Lorsque plus aucun bruit ne se faisait entendre, la voiture se rendait au fossé antichar établi autour de Simferopol. [...] Chaque fois, le camion était accompagné d'une voiture où se trouvaient quelques gardiens et au moins quatre juifs qu'on épargnait provisoirement. C'étaient eux qui devaient extraire les cadavres et les jeter dans le fossé antichar. [Les juifs qui devaient décharger les corps étaient ensuite abattus].

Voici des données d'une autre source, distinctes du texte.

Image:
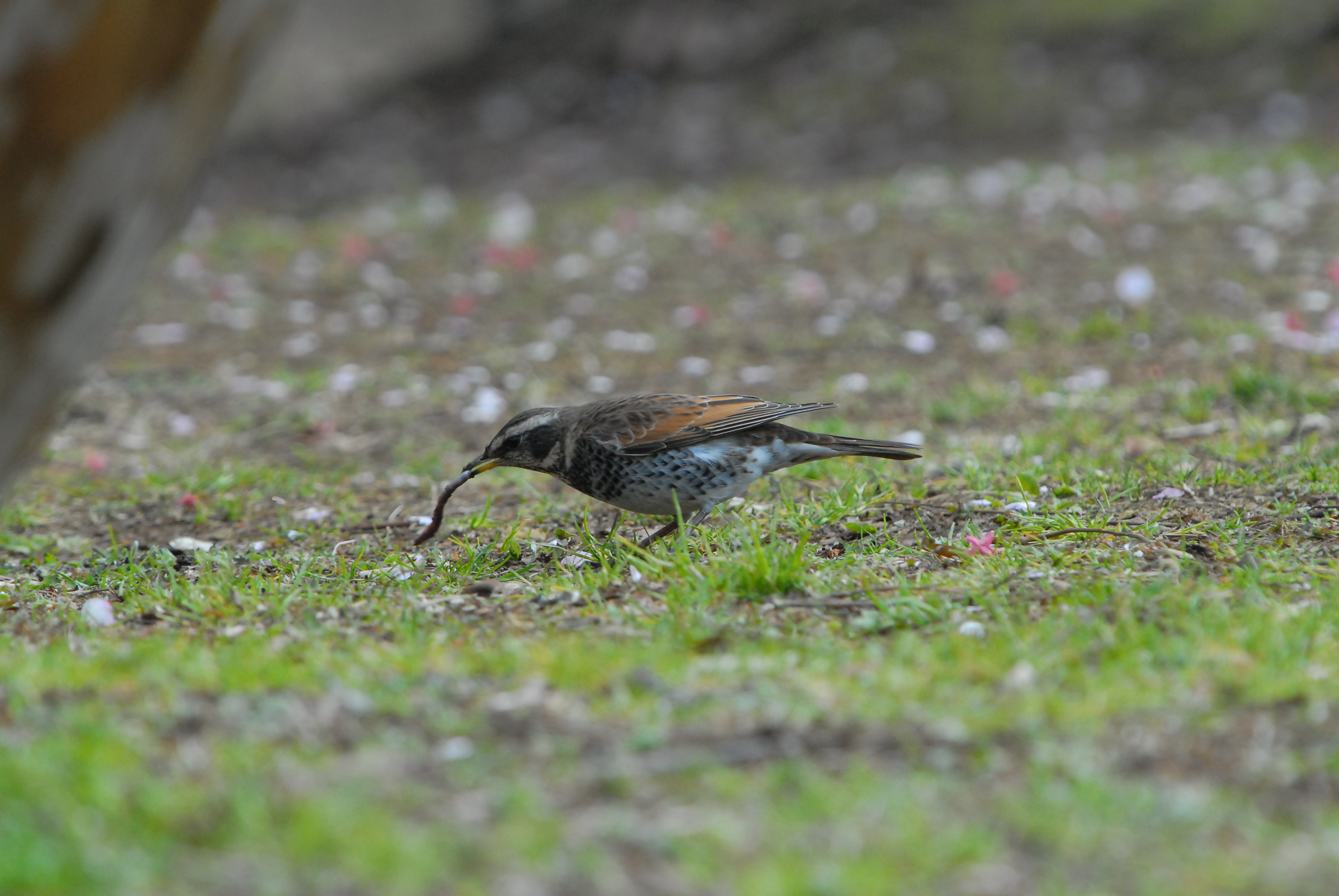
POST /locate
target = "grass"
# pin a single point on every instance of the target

Le 22 août, je me rendis à l'hôpital municipal n°3, où j'avais été traité précédemment ; je voulais me faire établir un certificat. Comme j'entrais dans la cour, j'y aperçus un grand camion à carrosserie gris foncé. Avant d'avoir fait deux pas, je fus saisi au collet par un officier allemand qui me poussa dans le véhicule. L'intérieur de la voiture était rempli de personnes, plusieurs entièrement nues, d'autres en sous vêtements. La porte se referma. Le moteur se mit en marche. Quelques instants plus tard, je sentis que je perdais connaissance. J'avais auparavant suivi un cours de défense anti-aérienne, et je compris aussitôt qu'on était en train de nous asphyxier avec un gaz. Je déchirai ma chemise, l'humidifiai avec de l'urine et la pressai contre ma bouche et mon nez. Ma respiration en fut facilitée mais je finis quand même par perdre connaissance. Quand je revins à moi, j'étais couché dans une fosse avec plusieurs douzaines de cadavres. Au prix de grands efforts, je réussis à me dégager, à ramper au-dehors et à me traîner chez moi.

(Témoignages divers sur l'emploi des camions à gaz itinérants ; extraits de Eugen Kogon, Hermann Langbein, Adalbert Rückerl, op.cit., pp. 74-75, 89, 91 ; éditions du Seuil)

Avertissement : texte cité à titre documentaire, il n'est pas ici question de faire l'apologie du crime.